Page 1 of 1

Preventing DIRECT access to files

Posted: Wed Sep 19, 2007 8:45 am
by kkonline
I am using mod rewrite rules for redirecting. An example of the rule is as below

Code: Select all

RewriteRule ^/?(1)/([0-9]+)/([0-9]+)/([a-zA-Z])$ dir/index.php?sid=$1&catid=$2&page=$3&alphabet=$4
Now someone who knows that there exists a folder dir can write
example.com/dir/index.php access the file although it requires sid, catid, page and alphabet as a must. I want to prohibit this.

writing example.com/dir/index.php should give a notice "wrong url come thru proper redirection" but example.com/1/1/1/ should redirect to correct path without any errors. How to do this??

Posted: Wed Sep 19, 2007 8:58 am
by superdezign
Using "RewriteCond" and "-f" (file exists) or "-d" (directory exists) should help you out. You may want to restrict it to certain file types because it also counts for images and such.

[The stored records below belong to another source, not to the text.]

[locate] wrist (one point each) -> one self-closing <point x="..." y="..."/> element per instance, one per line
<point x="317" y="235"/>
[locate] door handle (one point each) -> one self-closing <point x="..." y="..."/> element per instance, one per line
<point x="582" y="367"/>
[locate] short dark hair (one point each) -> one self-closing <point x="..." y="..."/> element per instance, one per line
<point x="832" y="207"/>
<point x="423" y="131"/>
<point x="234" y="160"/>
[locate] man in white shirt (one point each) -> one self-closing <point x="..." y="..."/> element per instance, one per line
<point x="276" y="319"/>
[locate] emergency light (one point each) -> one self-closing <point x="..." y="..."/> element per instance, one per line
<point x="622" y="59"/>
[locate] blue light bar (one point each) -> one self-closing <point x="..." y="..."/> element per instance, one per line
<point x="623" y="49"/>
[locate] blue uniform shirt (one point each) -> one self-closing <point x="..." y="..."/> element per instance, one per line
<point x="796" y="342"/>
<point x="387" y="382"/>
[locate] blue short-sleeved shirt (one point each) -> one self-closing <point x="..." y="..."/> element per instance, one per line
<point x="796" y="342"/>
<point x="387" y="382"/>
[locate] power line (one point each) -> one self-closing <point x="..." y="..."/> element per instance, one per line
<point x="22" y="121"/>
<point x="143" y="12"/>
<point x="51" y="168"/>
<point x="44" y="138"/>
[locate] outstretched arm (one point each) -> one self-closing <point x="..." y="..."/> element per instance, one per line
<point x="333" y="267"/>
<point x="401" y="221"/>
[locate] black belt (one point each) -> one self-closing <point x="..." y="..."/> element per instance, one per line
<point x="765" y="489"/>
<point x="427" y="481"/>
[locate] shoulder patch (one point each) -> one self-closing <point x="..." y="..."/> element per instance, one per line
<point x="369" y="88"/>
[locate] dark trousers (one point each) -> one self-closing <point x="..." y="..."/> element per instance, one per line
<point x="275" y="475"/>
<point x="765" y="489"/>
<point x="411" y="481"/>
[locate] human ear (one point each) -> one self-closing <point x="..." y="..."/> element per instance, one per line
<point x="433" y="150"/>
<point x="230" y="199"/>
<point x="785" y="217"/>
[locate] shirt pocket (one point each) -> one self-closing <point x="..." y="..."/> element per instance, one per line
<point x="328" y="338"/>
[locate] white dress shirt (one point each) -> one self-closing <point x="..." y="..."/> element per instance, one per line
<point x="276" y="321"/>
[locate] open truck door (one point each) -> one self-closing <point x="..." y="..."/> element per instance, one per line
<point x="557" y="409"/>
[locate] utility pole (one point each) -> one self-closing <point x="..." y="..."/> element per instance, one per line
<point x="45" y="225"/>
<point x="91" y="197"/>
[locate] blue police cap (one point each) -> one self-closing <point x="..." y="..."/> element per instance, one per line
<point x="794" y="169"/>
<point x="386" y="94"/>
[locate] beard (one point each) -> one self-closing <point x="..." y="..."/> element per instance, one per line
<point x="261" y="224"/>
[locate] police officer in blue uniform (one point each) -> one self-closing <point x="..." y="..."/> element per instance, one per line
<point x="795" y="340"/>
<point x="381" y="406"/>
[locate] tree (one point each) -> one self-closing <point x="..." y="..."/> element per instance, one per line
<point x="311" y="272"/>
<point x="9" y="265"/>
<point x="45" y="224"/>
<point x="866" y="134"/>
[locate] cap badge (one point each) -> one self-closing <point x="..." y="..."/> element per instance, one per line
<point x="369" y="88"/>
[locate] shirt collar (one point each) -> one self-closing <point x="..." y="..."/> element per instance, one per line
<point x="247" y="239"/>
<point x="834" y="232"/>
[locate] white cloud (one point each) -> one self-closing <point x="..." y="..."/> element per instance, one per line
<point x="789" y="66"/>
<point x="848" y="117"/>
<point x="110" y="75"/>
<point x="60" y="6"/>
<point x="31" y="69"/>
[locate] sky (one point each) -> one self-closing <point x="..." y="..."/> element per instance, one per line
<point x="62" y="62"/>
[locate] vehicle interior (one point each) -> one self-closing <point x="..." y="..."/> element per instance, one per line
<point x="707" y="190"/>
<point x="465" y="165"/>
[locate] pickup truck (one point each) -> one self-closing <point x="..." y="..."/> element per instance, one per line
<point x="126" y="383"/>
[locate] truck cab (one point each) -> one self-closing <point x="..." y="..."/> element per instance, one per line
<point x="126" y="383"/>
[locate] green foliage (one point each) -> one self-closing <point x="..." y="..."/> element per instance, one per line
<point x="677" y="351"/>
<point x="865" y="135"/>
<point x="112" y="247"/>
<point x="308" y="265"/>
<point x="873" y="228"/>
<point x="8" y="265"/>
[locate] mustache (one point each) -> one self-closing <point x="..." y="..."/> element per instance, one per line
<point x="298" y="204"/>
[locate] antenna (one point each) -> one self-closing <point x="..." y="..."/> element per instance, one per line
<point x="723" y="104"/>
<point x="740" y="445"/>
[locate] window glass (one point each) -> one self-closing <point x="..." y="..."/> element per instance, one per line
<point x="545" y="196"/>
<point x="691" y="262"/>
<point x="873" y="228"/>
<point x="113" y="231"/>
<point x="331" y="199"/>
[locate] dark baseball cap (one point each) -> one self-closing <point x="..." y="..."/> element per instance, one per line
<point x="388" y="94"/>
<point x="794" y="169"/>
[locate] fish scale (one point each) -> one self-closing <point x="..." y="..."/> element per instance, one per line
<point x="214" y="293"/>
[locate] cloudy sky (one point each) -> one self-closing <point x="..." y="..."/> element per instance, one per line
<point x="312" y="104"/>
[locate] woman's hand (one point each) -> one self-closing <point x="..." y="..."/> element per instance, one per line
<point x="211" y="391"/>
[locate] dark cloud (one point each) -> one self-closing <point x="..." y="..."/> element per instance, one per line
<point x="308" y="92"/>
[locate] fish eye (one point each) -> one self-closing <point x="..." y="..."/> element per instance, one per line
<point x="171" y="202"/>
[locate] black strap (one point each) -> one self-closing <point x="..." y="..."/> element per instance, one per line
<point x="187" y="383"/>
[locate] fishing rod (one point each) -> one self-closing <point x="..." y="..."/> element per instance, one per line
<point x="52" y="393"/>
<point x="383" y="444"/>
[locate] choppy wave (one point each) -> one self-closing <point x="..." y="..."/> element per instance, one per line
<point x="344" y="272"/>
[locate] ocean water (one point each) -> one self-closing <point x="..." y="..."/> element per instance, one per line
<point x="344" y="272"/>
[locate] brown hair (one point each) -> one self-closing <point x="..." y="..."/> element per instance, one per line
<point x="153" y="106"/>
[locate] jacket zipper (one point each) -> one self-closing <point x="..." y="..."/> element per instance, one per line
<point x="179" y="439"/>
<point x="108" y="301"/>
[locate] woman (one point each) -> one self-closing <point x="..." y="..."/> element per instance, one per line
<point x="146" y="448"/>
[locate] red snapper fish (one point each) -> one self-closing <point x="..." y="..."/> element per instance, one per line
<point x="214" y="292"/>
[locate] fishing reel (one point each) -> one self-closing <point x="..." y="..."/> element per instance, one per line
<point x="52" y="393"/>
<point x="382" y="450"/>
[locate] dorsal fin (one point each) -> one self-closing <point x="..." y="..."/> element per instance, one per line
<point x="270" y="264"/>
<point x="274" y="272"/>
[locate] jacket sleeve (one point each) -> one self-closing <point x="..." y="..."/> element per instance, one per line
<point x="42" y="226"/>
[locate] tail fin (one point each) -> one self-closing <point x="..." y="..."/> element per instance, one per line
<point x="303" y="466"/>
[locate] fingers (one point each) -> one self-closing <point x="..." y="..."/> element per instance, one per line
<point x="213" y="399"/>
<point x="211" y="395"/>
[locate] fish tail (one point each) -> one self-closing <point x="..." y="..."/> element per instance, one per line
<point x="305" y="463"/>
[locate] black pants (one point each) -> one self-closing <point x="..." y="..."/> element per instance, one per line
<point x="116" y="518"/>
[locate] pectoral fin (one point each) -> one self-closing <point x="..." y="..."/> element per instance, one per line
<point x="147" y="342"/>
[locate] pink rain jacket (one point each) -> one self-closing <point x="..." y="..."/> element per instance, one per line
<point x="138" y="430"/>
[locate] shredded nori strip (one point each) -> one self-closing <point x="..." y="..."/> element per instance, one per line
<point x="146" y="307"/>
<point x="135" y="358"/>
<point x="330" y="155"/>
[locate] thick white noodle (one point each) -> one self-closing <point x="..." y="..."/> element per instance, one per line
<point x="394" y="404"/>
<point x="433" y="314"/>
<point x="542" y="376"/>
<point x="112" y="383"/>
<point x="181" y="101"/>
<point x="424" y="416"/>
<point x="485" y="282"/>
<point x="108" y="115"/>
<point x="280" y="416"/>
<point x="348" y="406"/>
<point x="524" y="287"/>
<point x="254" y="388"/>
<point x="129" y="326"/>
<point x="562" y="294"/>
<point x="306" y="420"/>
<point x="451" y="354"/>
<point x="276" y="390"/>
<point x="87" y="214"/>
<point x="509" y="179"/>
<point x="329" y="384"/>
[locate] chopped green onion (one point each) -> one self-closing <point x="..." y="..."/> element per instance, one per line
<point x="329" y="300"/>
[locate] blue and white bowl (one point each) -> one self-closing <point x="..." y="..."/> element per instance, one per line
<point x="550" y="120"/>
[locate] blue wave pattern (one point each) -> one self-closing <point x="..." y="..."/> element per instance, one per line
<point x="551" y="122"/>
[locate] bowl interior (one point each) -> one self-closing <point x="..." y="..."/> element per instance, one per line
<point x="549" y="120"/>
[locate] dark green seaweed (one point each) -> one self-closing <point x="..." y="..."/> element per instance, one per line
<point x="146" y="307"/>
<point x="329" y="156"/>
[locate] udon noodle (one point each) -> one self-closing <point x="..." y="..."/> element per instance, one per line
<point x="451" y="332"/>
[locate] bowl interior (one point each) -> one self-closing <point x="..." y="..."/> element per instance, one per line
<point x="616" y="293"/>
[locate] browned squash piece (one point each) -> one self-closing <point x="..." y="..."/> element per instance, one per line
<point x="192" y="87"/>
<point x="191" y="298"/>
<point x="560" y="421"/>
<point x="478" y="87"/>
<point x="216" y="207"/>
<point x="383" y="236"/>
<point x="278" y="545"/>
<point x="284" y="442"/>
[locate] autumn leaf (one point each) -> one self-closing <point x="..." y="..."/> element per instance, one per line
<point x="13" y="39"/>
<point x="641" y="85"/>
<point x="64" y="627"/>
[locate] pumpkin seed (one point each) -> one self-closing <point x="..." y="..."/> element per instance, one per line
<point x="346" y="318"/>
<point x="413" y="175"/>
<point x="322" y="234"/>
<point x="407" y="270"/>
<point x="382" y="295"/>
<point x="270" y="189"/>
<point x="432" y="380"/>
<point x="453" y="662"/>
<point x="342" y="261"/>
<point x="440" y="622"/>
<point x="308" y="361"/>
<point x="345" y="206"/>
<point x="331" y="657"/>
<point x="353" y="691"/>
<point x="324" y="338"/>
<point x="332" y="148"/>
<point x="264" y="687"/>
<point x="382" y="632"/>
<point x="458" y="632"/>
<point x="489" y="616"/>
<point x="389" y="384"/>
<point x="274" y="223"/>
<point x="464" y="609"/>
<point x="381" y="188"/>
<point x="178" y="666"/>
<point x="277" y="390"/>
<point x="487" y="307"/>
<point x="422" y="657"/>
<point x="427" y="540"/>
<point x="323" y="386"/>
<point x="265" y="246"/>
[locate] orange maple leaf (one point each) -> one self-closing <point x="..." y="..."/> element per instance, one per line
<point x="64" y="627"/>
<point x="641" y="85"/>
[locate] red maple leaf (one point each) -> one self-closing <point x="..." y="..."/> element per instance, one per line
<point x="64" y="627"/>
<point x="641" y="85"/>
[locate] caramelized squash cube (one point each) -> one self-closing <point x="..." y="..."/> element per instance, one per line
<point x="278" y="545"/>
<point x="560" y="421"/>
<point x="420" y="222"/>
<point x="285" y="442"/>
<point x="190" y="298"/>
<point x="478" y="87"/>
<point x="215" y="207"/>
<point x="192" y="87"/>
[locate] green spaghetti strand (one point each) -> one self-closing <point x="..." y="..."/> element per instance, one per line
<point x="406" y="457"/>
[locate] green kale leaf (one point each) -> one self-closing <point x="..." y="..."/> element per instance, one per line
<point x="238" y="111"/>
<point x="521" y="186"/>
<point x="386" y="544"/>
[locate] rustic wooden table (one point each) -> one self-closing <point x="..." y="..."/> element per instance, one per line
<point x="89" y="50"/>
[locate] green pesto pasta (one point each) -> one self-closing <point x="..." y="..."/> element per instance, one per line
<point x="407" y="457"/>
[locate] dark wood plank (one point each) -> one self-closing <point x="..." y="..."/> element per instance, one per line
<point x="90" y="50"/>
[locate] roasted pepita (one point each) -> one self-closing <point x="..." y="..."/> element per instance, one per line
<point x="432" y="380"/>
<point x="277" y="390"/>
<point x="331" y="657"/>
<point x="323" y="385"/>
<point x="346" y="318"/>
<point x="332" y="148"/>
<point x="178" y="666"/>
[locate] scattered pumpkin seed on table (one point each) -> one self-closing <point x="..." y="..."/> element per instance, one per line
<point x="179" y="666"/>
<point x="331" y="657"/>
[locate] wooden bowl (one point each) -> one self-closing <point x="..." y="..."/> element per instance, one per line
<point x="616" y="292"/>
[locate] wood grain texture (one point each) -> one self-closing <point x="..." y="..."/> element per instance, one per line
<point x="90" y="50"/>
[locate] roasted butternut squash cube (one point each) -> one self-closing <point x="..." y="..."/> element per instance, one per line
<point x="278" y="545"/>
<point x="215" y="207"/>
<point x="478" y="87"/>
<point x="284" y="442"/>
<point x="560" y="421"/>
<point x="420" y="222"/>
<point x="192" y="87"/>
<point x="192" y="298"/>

Posted: Wed Sep 19, 2007 9:01 am
by kkonline
superdezign wrote:Using "RewriteCond" and "-f" (file exists) or "-d" (directory exists) should help you out. You may want to restrict it to certain file types because it also counts for images and such.
Can you quote a small example in what way it will be helpful. What will happen if someone write mysite.com/dir/index.php ???

Re: Preventing DIRECT access to files

Posted: Wed Sep 19, 2007 9:12 am
by stereofrog
kkonline wrote: Now someone who knows that there exists a folder dir can write
example.com/dir/index.php access the file although it requires sid, catid, page and alphabet as a must. I want to prohibit this.
In index.php, compare REQUEST_URI and SCRIPT_NAME and raise an error in they match.
This doesn't free you from checking input parameters.

Posted: Wed Sep 19, 2007 10:07 am
by feyd
Mod_rewrite questions have nothing to do with PHP Code per se. Therefore this is moved to Installation.